Ecosystems
deerbox detects your project's package manager and optimizes the sandbox accordingly. This avoids re-downloading dependencies on every agent run.
Supported ecosystems
| Ecosystem | Detected by | Cache strategy |
|---|---|---|
| uv (Python) | uv.lock | Read-only mount of ~/.cache/uv, env UV_CACHE_DIR |
| pnpm | pnpm-lock.yaml | Read-only mount of ~/.pnpm-store, prepopulate node_modules |
| npm | package-lock.json | Read-only mount of ~/.npm, prepopulate node_modules |
| Go | go.mod | Read-only mount of ~/go/pkg/mod, env GOMODCACHE |
| Bun | bun.lockb or bun.lock | Env BUN_INSTALL_CACHE_DIR, prepopulate node_modules |
Multiple ecosystems can be detected in the same repo (e.g. a Go backend with an npm frontend).

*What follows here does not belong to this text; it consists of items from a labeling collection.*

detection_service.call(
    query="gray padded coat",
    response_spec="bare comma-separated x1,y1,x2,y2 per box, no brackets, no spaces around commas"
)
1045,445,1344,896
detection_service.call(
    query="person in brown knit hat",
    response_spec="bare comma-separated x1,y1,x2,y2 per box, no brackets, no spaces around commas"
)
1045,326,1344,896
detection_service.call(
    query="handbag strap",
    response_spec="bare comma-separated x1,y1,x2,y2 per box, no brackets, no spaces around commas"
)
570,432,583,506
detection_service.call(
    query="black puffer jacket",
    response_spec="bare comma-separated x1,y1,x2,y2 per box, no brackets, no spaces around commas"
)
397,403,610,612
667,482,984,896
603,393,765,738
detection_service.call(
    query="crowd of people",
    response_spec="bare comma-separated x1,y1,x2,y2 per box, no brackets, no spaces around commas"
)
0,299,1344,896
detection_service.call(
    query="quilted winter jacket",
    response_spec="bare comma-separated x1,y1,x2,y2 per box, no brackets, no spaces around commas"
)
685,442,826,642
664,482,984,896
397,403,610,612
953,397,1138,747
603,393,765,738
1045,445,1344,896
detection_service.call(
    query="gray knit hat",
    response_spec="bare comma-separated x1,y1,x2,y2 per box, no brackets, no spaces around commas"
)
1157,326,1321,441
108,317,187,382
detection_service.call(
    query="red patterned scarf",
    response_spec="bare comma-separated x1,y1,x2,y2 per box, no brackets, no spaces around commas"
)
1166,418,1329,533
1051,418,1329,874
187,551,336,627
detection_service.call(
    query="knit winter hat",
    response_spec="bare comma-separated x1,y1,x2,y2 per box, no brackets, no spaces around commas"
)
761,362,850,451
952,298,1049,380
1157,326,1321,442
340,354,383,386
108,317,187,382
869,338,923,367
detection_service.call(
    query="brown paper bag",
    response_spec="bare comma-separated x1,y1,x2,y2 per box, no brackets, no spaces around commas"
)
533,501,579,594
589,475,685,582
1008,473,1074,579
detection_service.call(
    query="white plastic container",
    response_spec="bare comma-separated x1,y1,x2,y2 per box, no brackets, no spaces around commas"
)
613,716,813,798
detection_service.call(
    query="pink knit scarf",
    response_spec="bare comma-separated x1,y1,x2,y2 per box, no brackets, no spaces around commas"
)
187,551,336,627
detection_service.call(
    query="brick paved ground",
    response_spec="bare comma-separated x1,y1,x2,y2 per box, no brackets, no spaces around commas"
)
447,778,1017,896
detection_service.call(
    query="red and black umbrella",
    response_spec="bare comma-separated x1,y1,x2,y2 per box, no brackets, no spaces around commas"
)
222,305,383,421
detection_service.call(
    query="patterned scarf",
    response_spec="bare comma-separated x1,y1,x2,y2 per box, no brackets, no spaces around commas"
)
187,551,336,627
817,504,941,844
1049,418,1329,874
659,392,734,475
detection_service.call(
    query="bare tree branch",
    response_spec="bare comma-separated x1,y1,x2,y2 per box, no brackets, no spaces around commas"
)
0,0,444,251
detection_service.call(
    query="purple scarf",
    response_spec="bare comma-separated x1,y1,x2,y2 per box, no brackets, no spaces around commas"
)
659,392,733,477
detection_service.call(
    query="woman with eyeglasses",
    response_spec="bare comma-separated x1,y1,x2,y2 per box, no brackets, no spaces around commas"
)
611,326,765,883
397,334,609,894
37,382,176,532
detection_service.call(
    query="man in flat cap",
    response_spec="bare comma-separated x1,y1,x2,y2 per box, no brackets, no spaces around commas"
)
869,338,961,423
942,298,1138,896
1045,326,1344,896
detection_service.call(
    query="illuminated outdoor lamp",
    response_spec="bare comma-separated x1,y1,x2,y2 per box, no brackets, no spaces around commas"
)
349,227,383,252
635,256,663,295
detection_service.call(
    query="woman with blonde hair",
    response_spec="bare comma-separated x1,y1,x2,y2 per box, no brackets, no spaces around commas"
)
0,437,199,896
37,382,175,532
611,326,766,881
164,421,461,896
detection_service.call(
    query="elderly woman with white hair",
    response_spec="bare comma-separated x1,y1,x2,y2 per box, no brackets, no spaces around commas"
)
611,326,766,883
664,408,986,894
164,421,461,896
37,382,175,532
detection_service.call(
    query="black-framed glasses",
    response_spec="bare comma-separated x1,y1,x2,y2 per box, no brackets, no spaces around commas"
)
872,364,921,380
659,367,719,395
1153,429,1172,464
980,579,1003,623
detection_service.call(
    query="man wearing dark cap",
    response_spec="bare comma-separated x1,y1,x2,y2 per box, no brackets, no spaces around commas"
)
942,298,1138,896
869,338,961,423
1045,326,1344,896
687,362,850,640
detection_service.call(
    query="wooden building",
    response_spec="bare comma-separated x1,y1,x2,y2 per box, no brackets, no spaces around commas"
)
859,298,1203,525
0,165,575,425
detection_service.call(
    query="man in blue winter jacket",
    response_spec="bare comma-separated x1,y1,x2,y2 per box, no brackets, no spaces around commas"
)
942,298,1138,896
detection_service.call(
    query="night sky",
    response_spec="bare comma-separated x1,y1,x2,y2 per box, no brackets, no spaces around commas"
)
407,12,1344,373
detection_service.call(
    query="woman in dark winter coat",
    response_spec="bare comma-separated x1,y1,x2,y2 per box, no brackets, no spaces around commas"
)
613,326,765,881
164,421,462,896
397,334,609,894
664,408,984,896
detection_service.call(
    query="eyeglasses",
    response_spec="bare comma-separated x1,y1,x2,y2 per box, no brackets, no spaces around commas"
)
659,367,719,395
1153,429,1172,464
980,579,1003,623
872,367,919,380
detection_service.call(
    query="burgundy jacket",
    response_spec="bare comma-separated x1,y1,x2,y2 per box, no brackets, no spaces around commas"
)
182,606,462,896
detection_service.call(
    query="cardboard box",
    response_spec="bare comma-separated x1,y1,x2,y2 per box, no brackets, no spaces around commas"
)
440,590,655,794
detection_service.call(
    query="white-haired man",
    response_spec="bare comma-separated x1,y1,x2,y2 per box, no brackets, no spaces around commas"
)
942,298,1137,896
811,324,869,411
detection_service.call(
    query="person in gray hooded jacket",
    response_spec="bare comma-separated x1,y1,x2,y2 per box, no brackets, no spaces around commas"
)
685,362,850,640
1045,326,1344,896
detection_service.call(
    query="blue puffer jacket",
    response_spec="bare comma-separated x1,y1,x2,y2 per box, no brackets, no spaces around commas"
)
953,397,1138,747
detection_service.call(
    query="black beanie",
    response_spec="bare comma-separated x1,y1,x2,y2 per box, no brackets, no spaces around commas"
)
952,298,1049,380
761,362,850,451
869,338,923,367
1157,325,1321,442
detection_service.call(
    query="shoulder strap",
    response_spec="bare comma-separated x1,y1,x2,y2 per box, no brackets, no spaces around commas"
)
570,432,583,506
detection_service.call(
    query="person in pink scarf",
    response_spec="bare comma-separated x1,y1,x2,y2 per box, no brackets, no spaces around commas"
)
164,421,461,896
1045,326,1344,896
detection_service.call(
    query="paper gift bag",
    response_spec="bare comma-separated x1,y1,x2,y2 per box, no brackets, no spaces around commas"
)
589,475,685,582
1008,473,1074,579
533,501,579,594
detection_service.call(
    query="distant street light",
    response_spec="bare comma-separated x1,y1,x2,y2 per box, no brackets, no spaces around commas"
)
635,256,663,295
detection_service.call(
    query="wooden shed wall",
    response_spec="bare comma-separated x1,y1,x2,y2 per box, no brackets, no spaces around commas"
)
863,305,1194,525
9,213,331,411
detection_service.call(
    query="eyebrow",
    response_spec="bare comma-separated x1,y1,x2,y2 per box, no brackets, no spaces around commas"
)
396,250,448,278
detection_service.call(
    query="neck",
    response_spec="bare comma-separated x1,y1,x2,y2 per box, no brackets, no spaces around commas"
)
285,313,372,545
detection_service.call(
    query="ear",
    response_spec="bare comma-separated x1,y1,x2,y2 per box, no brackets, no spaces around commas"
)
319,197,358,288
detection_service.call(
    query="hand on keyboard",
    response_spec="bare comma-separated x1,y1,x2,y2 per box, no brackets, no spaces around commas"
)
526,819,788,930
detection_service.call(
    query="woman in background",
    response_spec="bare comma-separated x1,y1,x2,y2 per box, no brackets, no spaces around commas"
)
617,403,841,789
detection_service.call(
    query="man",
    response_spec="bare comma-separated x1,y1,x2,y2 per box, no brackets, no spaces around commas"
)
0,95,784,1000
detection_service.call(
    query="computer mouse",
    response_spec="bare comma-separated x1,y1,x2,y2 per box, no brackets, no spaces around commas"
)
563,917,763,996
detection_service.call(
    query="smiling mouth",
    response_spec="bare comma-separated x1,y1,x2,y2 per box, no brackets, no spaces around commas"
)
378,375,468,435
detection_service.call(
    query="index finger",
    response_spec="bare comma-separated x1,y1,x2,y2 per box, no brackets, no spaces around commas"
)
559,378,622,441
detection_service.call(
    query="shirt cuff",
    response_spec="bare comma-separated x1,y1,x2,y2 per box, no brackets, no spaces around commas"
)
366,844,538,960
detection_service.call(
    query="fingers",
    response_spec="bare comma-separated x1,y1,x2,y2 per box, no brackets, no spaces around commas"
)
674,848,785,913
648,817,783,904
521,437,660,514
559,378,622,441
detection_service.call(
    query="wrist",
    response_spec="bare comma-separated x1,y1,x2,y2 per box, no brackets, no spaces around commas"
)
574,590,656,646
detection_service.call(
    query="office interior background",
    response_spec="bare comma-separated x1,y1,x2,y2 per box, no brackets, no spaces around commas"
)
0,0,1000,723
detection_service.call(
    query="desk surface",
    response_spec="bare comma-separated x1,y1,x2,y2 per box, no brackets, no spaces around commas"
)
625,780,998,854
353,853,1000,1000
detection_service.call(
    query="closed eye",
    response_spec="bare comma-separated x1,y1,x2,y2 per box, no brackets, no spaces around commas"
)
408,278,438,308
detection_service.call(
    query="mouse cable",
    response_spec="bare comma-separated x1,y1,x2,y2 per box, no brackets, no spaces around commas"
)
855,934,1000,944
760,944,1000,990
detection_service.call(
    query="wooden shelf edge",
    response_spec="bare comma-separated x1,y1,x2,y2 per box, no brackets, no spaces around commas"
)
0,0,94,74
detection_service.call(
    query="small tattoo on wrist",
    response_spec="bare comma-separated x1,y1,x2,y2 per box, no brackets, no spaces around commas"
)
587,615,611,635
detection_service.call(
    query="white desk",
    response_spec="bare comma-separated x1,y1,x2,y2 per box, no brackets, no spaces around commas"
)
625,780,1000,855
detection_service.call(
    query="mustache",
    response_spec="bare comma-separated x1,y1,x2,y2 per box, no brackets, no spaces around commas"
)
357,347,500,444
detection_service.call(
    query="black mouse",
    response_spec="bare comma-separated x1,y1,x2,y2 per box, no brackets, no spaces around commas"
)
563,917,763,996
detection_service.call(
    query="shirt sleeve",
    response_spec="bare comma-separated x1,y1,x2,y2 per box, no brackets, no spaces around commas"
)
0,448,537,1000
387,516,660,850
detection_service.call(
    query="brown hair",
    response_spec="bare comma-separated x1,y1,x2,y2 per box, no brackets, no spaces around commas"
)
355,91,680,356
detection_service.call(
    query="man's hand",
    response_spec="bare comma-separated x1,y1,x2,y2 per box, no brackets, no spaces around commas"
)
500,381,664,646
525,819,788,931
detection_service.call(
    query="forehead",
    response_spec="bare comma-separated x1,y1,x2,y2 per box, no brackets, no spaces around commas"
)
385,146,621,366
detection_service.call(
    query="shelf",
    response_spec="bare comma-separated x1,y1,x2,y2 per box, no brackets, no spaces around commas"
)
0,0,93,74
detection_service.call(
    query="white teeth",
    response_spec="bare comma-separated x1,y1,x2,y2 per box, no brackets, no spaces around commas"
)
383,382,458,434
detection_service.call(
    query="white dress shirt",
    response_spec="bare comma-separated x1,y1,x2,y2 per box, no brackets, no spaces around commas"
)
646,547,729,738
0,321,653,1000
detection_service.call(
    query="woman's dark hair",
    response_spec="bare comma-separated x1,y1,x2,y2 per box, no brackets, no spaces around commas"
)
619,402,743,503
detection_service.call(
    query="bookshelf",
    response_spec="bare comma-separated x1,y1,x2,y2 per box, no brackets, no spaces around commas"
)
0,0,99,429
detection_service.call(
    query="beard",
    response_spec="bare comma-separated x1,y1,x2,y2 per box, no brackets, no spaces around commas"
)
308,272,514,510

All detected strategies are applied.
Strategy types
readonly-cache
Bind-mounts the host's package cache directory into the sandbox as read-only. The agent can read cached packages but cannot modify the host cache. This avoids re-downloading packages that are already present on the host.
prepopulate
Copies node_modules (or .venv) from the host repo into the worktree before the agent launches, but only if the lockfiles match. This gives the agent a working dependency install from the start, so it can run tests and linters immediately without waiting for an install step.
env
Sets environment variables inside the sandbox so the package manager uses a worktree-relative cache directory. This prevents the package manager from attempting to write to host-owned paths that are read-only in the sandbox.
git-exclude
Adds cache directories to .git/info/exclude inside the worktree. This prevents the agent from accidentally committing cache directories like node_modules or .venv.
Disabling ecosystems
If an ecosystem strategy causes problems, you can disable it in your deer.toml:
[sandbox]
ecosystems_disabled = ["npm", "go"]This accepts an array of ecosystem names. Disabled ecosystems are skipped entirely -- no cache mounts, no prepopulation, no env vars.